Chrysogone Zougmoré, président du MBDHP : « Comme on le dit généralement, c’est au pied du mur qu’on voit le maçon. Ce qu’il faut dire, c’est que par principe ce n’est pas le changement de personnes qui importe mais plutôt ce que ces personnes peuvent et doivent faire, en ce qui concerne notamment le gouvernement, pour satisfaire les aspirations du peuple. Nous avons actuellement pas mal de défis à relever, dont celui sécuritaire en premier. Nous avons également sur le front social une certaine ébullition. Nous attendons donc de ce gouvernement qu’il prenne à bras-le-corps les problèmes des populations et surtout qu’il œuvre à les résoudre. Nous espérons que les choix qui ont été faits l’ont été sur des bases solides et objectives et qui permettront de résoudre cette équation sécuritaire qui commence vraiment à poser des problèmes à l’ensemble du pays. Le plus important, c’est la volonté et la capacité des différentes équipes gouvernementales à résoudre les problèmes concrets des populations et ces problèmes, ils sont multiples. Sur le front de la vie chère, nous avons organisé une grande marche de protestation en novembre 2018 pour réclamer le retour des prix des hydrocarbures à leur niveau d’avant le 08 novembre 2018. Nous tenons toujours à ce point-là et à l’ensemble des éléments de la plateforme revendicative de la CCVC. Donc nous attendons particulièrement le gouvernement sur ce point-là. »
Adama Sosso, 2e vice-président de l’UPC : « D’entrée de jeu, nous félicitons ceux qui ont été nommés. Nous espérons qu’ils seront à la hauteur de la charge. Pour ce qui est du gouvernement, effectivement après le départ du Premier ministre Thiéba, on s’attendait à un chamboulement mais on pense véritablement que cela va venir. Peut-être que comme le Premier ministre vient d’arriver et qu’il ne connaît pas bien tous ceux qui étaient là, il a préféré conserver les gens pour un bout de temps avant de faire véritablement une opération. Mais déjà ce qui est positif, c’est qu’on avait au niveau de l’opposition souhaité depuis un certain temps qu’au niveau de la Défense et de la Sécurité il y ait changement de personnes. Déjà la semaine passée, c’est le chef d’état-major général des armées qui a été changé. Maintenant, c’est le ministre de la Défense qui l’a été. Donc nous espérons que si véritablement il y a de la volonté, les choses iront dans le bon sens. Mais tout cela dépend de la volonté du chef de l’Etat. C’est lui qui doit donner les orientations fortes. Et nous pensons que si les gens s’y mettent sérieusement, tout ira pour le mieux. Quand on tient compte du rôle du ministre de la Défense, si Chériff Sy est aussi déterminé qu’il l’a été à certains moments, il pourra certainement jouer son rôle. N’oublions pas qu’il a été le haut représentant du chef de l’Etat, ce qui fait qu’il a un peu cette casquette politique. S’il ne change pas véritablement sa manière de faire, il pourra s’en sortir. Mais tout dépend véritablement du commandant en chef. C’est le chef de l’Etat qui doit donner l’impulsion et pousser les gens au travail. De prime abord, nous n’avons pas de préjugés. Nous attendons de voir les décisions fortes qui seront prises dans le cadre de la lutte contre l’insécurité, le grand banditisme et pour la réduction du train de vie de l’Etat. »
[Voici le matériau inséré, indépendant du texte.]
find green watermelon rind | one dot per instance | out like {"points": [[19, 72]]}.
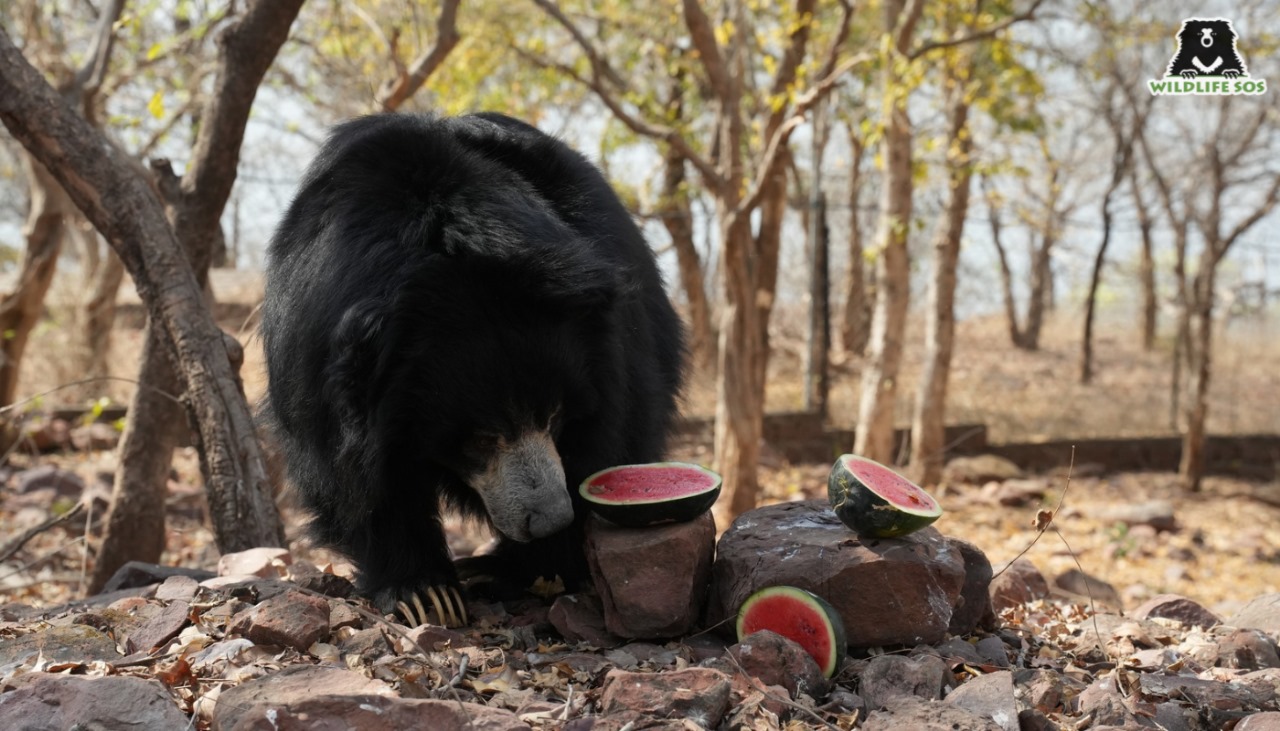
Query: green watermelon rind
{"points": [[860, 507], [657, 511], [822, 608]]}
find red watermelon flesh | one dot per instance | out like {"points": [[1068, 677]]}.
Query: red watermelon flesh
{"points": [[800, 616], [638, 496], [888, 484], [645, 483]]}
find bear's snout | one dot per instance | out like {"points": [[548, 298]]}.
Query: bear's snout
{"points": [[524, 489]]}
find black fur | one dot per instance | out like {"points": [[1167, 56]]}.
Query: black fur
{"points": [[437, 281], [1221, 45]]}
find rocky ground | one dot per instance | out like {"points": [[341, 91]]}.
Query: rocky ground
{"points": [[273, 639]]}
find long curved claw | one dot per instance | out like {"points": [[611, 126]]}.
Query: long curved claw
{"points": [[447, 603]]}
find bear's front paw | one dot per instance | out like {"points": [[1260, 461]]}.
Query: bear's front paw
{"points": [[429, 604]]}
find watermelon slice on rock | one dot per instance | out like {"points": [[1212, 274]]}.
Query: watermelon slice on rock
{"points": [[800, 616], [639, 496], [876, 501]]}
Naaba Dabiret, secrétaire général de l’URD : « Nous sommes satisfaits du nouveau gouvernement. Le président a jugé bon de changer de Premier ministre, ce qui est dans ses prérogatives. Il n’y a pas de grand chamboulement au niveau gouvernemental, l’ossature gouvernementale reste la même. C’est vrai qu’il y a des changements au niveau de la tête d’un certain nombre de ministères qui d’ailleurs faisaient l’objet d’une réclamation au niveau des populations. Au regard des préoccupations de l’heure, les citoyens souhaitaient que certains responsables à la tête de certains ministères soient changés. Je parle de la Défense, de la Sécurité. C’est aussi parce que le président du Faso a jugé qu’il y avait matière à apporter du sang neuf à ce niveau-là. L’essentiel pour nous est que le gouvernement en place travaille dans le sens des besoins actuels des populations. Les questions liées à l’insécurité, au terrorisme, à la bonne gouvernance, nous pensons que ce sont des éléments essentiels sur lesquels portent les attentes des populations. Dans tous les cas, c’est un gouvernement qui fait dans la continuité de la mise en œuvre du programme du président. De ce point de vue, il n’y a pas de raison que nous ayons une autre appréciation, sauf si on n’était pas d’accord d’une manière générale avec les choses. Etant un parti qui n’est ni de la majorité ni de l’opposition, ce qui est fait de bien nous apprécions et ce qui est fait de mal également nous dirons ce qu’il en est. Notre préoccupation majeure est que le gouvernement puisse aider à trouver des solutions rapides aux questions d’insécurité, de terrorisme. Etant donné qu’il y a un front social en ébullition, il faut que le gouvernement soit disponible pour échanger et le Premier ministre a déjà annoncé à ce propos qu’il nouerait bientôt le dialogue avec les forces sociales et nous pensons que c’est une bonne chose. C’est grâce au dialogue que l’on pourra s’accorder sur un consensus minimum pour pouvoir faire face aux préoccupations et urgences majeures. »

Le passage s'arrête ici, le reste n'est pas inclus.